Market Infrastructure –
- Clearing Agencies – There will be focus on clearing agency exams on compliance, legal, recovery and wind down, margin, back-testing, settlement and operations, liquidity risk management, effect of the LIBOR transition and cybersecurity and resiliency, among other things. There will also be a focus on whether firms have taken appropriate and timely action to correct and mitigate the risks associated with previous deficiencies found.

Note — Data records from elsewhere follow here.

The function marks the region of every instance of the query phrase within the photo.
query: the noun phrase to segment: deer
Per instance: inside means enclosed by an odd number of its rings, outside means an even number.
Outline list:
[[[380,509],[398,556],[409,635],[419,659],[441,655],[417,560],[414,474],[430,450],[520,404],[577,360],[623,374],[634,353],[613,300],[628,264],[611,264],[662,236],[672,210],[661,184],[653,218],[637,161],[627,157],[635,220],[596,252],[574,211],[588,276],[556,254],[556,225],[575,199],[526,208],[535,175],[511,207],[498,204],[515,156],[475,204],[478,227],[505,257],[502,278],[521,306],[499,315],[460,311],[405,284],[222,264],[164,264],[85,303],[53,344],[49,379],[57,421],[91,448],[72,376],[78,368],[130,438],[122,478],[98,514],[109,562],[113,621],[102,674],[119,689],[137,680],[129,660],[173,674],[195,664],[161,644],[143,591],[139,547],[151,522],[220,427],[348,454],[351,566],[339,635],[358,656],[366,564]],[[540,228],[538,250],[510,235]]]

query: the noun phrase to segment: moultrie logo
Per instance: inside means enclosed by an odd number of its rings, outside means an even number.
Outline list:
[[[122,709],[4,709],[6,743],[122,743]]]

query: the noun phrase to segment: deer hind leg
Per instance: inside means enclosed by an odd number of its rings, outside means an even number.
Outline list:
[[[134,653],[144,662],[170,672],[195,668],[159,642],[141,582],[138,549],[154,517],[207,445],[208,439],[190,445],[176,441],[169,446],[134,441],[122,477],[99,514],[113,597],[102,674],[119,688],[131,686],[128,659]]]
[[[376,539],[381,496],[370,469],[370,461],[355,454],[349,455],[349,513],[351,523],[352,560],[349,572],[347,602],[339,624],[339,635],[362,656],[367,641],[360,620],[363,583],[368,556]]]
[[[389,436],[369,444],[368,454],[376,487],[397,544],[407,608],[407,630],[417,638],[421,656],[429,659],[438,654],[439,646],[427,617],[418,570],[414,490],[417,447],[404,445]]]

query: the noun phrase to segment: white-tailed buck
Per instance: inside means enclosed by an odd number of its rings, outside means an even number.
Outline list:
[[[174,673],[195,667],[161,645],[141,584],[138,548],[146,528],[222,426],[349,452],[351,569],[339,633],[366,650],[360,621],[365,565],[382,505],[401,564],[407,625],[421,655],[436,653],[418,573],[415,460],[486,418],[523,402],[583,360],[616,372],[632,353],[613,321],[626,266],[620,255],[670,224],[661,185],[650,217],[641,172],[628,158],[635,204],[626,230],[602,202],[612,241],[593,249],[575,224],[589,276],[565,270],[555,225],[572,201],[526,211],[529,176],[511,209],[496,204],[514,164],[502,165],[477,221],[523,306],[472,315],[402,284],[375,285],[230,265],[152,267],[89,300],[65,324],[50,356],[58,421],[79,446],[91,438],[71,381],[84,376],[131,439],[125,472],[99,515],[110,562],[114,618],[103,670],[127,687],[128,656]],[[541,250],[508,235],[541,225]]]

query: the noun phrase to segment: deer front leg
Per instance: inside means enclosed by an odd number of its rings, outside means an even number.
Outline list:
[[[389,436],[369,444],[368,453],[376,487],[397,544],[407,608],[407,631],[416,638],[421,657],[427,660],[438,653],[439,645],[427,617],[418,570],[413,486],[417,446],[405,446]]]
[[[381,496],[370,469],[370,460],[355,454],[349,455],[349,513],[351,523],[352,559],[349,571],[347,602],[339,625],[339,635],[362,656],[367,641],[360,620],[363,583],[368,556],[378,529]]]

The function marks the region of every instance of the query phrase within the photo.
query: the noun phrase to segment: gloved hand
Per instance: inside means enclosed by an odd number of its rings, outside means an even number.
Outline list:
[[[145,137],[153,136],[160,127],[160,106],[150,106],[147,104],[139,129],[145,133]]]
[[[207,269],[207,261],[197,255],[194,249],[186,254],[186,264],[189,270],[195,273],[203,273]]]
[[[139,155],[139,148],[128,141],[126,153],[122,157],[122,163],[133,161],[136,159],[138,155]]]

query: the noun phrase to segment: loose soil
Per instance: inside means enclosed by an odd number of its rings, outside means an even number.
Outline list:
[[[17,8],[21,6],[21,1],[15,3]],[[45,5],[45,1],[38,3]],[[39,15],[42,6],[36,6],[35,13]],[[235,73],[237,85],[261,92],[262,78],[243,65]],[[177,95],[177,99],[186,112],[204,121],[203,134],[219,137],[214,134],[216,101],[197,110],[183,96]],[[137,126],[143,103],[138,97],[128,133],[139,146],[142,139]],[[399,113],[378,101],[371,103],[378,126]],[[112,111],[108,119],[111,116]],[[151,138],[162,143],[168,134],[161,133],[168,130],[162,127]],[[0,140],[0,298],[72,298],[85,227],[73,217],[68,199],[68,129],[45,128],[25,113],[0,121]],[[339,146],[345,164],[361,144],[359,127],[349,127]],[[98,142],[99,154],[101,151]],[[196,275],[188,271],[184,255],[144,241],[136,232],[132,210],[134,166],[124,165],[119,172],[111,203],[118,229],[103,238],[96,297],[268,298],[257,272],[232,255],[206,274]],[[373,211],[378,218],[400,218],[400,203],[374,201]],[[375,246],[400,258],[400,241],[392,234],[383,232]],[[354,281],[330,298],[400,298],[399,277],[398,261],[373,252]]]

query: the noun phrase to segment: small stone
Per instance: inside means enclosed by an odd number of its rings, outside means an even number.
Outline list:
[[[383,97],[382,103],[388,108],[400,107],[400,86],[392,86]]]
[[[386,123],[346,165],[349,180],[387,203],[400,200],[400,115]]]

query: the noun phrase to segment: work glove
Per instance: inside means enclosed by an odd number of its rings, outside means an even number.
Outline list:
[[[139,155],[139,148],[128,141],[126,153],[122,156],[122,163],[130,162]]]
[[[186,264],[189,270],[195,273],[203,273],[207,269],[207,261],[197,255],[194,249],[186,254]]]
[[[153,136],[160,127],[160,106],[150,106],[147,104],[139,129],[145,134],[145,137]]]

- National Securities Exchanges – Examinations will focus mainly on exchange operations to monitor, investigate, and enforce member and listed company compliance with exchange rules and the federal securities laws.
- Regulation Systems Compliance and Integrity – There will be continued assessment of whether SCI entities have established, maintained, and enforced written SCI policies and procedures as required. Areas of focus will include IT governance, IT asset management, cyber threat management/incident response, business continuity planning, and third party vendor management, including utilization of cloud services.
- Transfer Agents – There will be continued exams on core functions of transfer agents including the timely turnaround of items and transfers, recordkeeping and record retention, and safeguarding of funds and securities.
- FINRA and MSRB – They will continue oversight of FINRA by focusing examinations on FINRA’s operations and regulatory programs and the quality of FINRA’s examinations of broker-dealers and municipal advisors. It will also examine MSRB to evaluate the effectiveness of its policies, procedures, and controls.